A woman sitting at the Tamsui River in Taipei, drawing the landscape with ink on a wide sheet of paper on the stone bench in front of her. She seems focused on her work and serene.

創作 (Creation)

There are maybe few feelings I seek as much as the feeling of “Flow,” of being fully immersed in creative work, with a buzzing brain.

Yet, in my life I have experienced very different states of flow. There is the flow of writing or working on a math or coding problem, a kind of deep immersion in the task, my own thoughts, and ideas. Then there is the flow of music and performing arts, an outside-directed flow, a dance with the people or situation around me. (German has the wonderful word of “Bühnensau” for these moments, the stage hog, but literally “stage sow.”) There is the flow of running outside or taking images, a flow that is open towards and in resonance with the surrounding nature. The flow of working with others on a common project and the purpose coming with that (in my German, “ballern”). And finally a somewhat manic, frenzied flow, a rushed whirlwind of action, foaming emotions, as exciting as exhausting.

In those moments, this image would probably help to calm me down again, as it shows a mindful, open work that seems outside of time. But alas, things like images of course stop to exist in a maelstrom like that.

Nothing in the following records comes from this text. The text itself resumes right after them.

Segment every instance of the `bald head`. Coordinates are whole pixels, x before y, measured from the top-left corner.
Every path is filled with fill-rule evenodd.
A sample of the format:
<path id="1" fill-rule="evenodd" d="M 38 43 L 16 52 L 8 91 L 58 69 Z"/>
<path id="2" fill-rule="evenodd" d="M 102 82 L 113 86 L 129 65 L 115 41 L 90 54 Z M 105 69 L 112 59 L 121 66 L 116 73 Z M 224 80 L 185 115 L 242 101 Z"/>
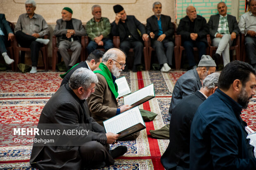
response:
<path id="1" fill-rule="evenodd" d="M 119 76 L 125 67 L 126 55 L 119 49 L 109 49 L 103 55 L 102 61 L 114 76 Z"/>
<path id="2" fill-rule="evenodd" d="M 194 21 L 194 20 L 197 18 L 197 10 L 193 6 L 189 6 L 187 7 L 186 9 L 186 12 L 187 15 L 192 21 Z"/>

Unfortunately, I was never much of a painter. My drug of choice was rather music. Now that I think of it: Maybe playing in symphony orchestras is so great as it somehow allows to combine and connect all of the above parts: deep focus on your own part, the connection to other musicians and the audience, the tenderness of solos and frenzy of fortissimo.

Just listening probably doesn’t allow to feel the energy that is set free when playing a concert with 250 other people after practicing it for two weeks, eight hours a day. But visiting a concert or putting on your headphones and listening to Mahler’s second might still get get some of the experience across.